Setelah memasuki lapisan ketiga “racun ilusi,” dibutuhkan tiga tarikan napas untuk menembusnya…
Pada saat “Kodok Pembalik Laut” akhirnya menembus lapisan keenam “racun ilusi,” Li Yan telah menghilang tanpa jejak.
Jika “Kodok Pembalik Laut” segera melewati blokade setelah menemukan “racun ilusi” sejak awal, meskipun pengejarannya akan memakan waktu sedikit lebih lama, kekuatan supranaturalnya akan memungkinkannya untuk mengunci Li Yan.
Namun, di wilayah laut itu, ia sudah menjadi makhluk yang tak terkalahkan, dan secara alami meremehkan kultivator tahap Nascent Soul yang telah mengganggu.
Tetapi yang tidak diketahuinya adalah bahwa menembus lapisan pertama blokade “racun ilusi” yang tampaknya mudah sebenarnya telah mulai memengaruhi pikirannya.
Semakin jauh ia melangkah, semakin parah pikirannya terpengaruh. Di tengah ilusi yang merajalela, ia menjadi semakin tidak mampu melewati “racun ilusi,” dan bahkan menyaksikan adegan Li Yan dibunuh olehnya…
Kali ini, menghadapi monster laut tingkat empat puncak, Li Yan masih terluka, tetapi untungnya, ia tidak terluka parah.
Ini adalah pertemuan pertamanya dengan kultivator tahap Nascent Soul akhir, membuat Li Yan menyadari kesenjangan di antara mereka.
Bahkan dengan kekuatan Nascent Soul tingkat menengah puncaknya, ia hanya bisa melarikan diri dalam keadaan kacau.

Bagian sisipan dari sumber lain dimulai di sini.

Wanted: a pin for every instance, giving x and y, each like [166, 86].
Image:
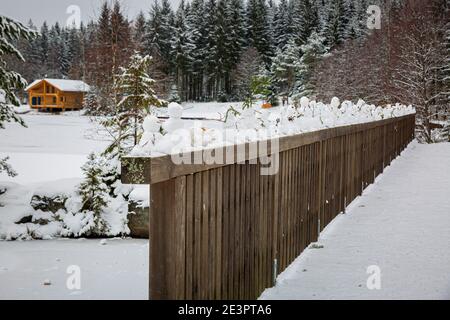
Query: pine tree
[336, 23]
[182, 48]
[312, 52]
[10, 81]
[258, 29]
[282, 21]
[139, 32]
[94, 193]
[196, 29]
[138, 97]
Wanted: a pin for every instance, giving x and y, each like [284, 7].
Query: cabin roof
[63, 85]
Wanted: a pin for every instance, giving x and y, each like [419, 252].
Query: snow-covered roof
[64, 85]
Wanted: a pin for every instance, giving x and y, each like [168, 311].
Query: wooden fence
[226, 232]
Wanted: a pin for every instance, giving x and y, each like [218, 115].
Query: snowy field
[117, 269]
[401, 224]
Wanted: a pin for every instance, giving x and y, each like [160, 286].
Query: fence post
[167, 239]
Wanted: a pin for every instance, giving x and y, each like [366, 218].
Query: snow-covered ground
[52, 147]
[115, 269]
[401, 224]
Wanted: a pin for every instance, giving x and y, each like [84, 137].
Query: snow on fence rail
[224, 231]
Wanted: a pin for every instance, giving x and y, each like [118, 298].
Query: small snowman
[335, 102]
[175, 114]
[304, 102]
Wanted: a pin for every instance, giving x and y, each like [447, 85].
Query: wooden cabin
[57, 94]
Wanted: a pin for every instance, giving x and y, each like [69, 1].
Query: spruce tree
[135, 87]
[282, 21]
[10, 81]
[94, 193]
[312, 52]
[285, 67]
[182, 48]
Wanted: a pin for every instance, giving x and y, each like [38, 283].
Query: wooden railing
[226, 232]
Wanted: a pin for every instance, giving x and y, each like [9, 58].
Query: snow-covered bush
[249, 123]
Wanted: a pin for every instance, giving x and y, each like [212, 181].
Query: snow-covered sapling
[94, 192]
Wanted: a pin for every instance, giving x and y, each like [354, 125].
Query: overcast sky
[55, 10]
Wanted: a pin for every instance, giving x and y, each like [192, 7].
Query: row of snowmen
[252, 124]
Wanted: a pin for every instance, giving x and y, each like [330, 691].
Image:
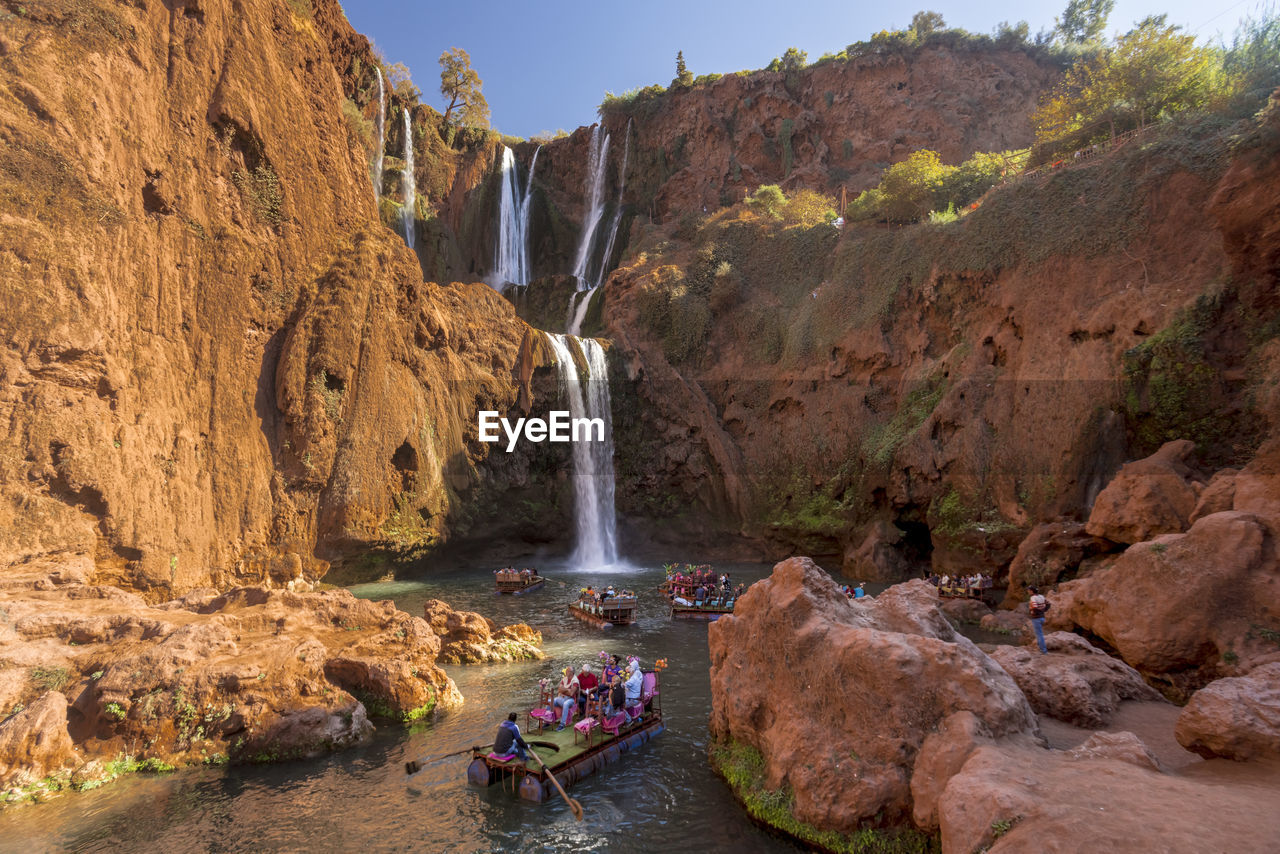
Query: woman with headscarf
[635, 679]
[566, 697]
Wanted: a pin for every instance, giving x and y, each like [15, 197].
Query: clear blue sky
[548, 65]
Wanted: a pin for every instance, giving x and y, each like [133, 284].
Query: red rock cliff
[215, 364]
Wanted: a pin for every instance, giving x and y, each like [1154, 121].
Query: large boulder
[1183, 601]
[1102, 797]
[1235, 717]
[837, 695]
[877, 557]
[1048, 552]
[469, 638]
[35, 741]
[1075, 681]
[1148, 497]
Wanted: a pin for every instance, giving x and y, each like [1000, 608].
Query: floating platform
[567, 756]
[516, 583]
[616, 611]
[699, 612]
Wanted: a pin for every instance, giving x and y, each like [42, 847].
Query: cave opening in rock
[915, 544]
[406, 464]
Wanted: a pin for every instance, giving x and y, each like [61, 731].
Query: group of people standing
[700, 585]
[615, 690]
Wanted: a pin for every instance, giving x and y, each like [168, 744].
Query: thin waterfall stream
[594, 516]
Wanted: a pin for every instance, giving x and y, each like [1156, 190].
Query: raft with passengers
[699, 592]
[604, 608]
[516, 581]
[595, 721]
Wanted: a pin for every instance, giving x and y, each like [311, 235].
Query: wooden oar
[414, 766]
[576, 808]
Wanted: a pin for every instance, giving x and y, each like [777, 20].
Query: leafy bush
[1152, 72]
[768, 201]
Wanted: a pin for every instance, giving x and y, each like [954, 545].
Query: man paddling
[508, 739]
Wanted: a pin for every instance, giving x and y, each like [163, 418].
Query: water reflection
[662, 797]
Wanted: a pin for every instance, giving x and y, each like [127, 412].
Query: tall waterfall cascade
[382, 135]
[407, 182]
[594, 197]
[511, 256]
[594, 517]
[579, 302]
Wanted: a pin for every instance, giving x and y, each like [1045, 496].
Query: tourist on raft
[566, 697]
[1038, 607]
[508, 739]
[613, 670]
[588, 685]
[635, 679]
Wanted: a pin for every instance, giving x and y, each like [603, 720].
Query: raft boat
[571, 754]
[700, 612]
[612, 611]
[516, 583]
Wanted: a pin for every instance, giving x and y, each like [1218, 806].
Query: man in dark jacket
[508, 739]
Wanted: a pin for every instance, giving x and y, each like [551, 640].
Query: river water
[659, 798]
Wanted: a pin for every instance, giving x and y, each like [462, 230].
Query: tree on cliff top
[1083, 22]
[684, 77]
[1153, 71]
[792, 60]
[461, 85]
[927, 22]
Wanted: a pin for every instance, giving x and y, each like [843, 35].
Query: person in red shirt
[588, 685]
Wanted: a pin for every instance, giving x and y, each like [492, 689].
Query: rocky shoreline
[96, 683]
[858, 718]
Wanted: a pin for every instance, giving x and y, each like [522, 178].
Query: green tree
[1084, 22]
[792, 60]
[913, 187]
[926, 22]
[461, 85]
[1153, 71]
[684, 77]
[768, 200]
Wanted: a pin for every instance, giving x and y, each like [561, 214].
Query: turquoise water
[661, 798]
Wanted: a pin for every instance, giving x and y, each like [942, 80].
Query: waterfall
[617, 209]
[511, 256]
[594, 199]
[595, 525]
[407, 182]
[382, 135]
[524, 215]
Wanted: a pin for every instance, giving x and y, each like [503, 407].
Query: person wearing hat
[635, 679]
[508, 739]
[566, 697]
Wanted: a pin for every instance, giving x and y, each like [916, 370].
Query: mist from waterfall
[594, 517]
[382, 135]
[511, 256]
[579, 302]
[594, 197]
[617, 208]
[407, 182]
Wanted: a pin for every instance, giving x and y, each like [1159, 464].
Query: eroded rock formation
[250, 675]
[839, 695]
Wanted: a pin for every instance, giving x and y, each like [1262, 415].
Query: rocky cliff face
[922, 397]
[832, 126]
[216, 365]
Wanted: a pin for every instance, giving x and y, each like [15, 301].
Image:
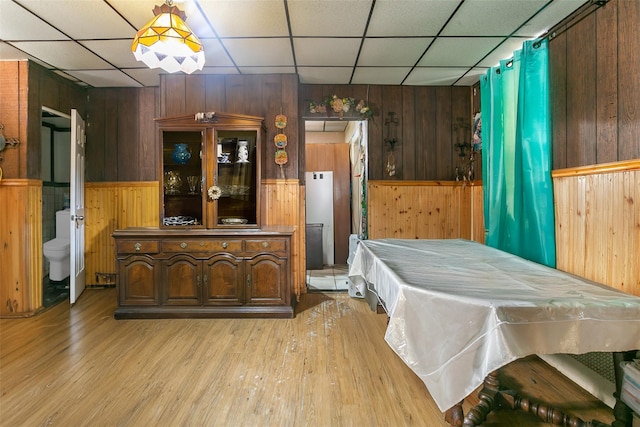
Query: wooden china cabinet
[209, 255]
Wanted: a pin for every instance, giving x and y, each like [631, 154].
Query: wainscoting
[425, 210]
[598, 223]
[21, 248]
[117, 205]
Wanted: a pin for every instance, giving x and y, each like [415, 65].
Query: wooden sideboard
[169, 273]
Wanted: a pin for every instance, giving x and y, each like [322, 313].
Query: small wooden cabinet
[209, 170]
[204, 273]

Namun, Li Yan akhirnya memahami kekuatan sejatinya. Jika ia memanfaatkan kondisi yang menguntungkan, bahkan kultivator Nascent Soul tingkat akhir pun tidak akan bisa membunuhnya.
Setelah terluka, ia segera memanggil dua penjaga iblisnya, dan bersama-sama mereka melanjutkan penerbangan di atas “Pohon Willow Penembus Awan.”
Melihat Li Yan terluka, kedua iblis itu benar-benar menyadari bahaya Laut Utara dan menjadi lebih waspada.
Ketakutan dan ketakutan, Li Yan akhirnya pulih sepenuhnya setelah setengah bulan. Selama waktu ini, mereka cukup beruntung hanya bertemu dengan beberapa binatang iblis tingkat kedua atau ketiga.
Ini akhirnya memungkinkan kedua iblis itu untuk bernapas lega!
Melihat ke belakang setelah pulih, Li Yan menyadari bahwa ia terlalu sukses akhir-akhir ini, dan rasa puas diri muncul di hatinya.
“Aku telah membaca dalam teks kuno bahwa bahkan kultivator Nascent Soul pun tidak akan berani menyeberangi laut ini. Aku benar-benar ceroboh; orang-orang kuno itu benar!”
Ketika ia mengingat kembali bagaimana ia memasuki lautan ini hanya dengan kekuatan tahap Pendirian Fondasi, ia menyadari betapa ceroboh dan bodohnya ia saat itu.
Untungnya, “Naga Banjir Iblis Biru” terletak di dekat bagian selatan laut, menyelamatkannya dari kematian yang pasti.
Sekarang, setelah menyeberanginya sendiri, ia benar-benar memahami luasnya Laut Utara.
Ia terbang dengan kecepatan penuh dan masih belum melihat ujungnya; bagi kultivator tingkat rendah hingga menengah untuk mencoba menyeberanginya sendirian hanyalah mimpi belaka.
Pada hari-hari berikutnya, Li Yan menjadi semakin waspada, mempertahankan ketinggian terbang sekitar sepuluh ribu kaki di atas permukaan laut. Meskipun ia masih diserang, itu jauh lebih baik daripada sebelumnya.
Waktu berlalu seperti anak panah, dan tujuh tahun berlalu dalam sekejap mata.
Pada hari ini, kilatan cahaya hijau muncul dan menghilang di langit yang suram dan tak berujung di atas laut, hanya untuk muncul kembali seribu mil jauhnya di saat berikutnya.
Di puncak “Pohon Willow Penembus Awan,” sosok Li Yan dan kedua rekannya muncul.
Dalam beberapa tahun terakhir, Li Yan belum pernah bertemu satu pun kultivator, yang menunjukkan bahwa bahkan kultivator Nascent Soul lainnya pun enggan datang ke sini.
Kelompok itu tetap diam; selama beberapa tahun terakhir, mereka hampir setiap hari terlibat dalam pertempuran.
Penerbangan yang monoton dan tak berujung telah lama menghilangkan minat mereka untuk mengobrol santai, seandainya mereka tidak disibukkan dengan hal-hal lain.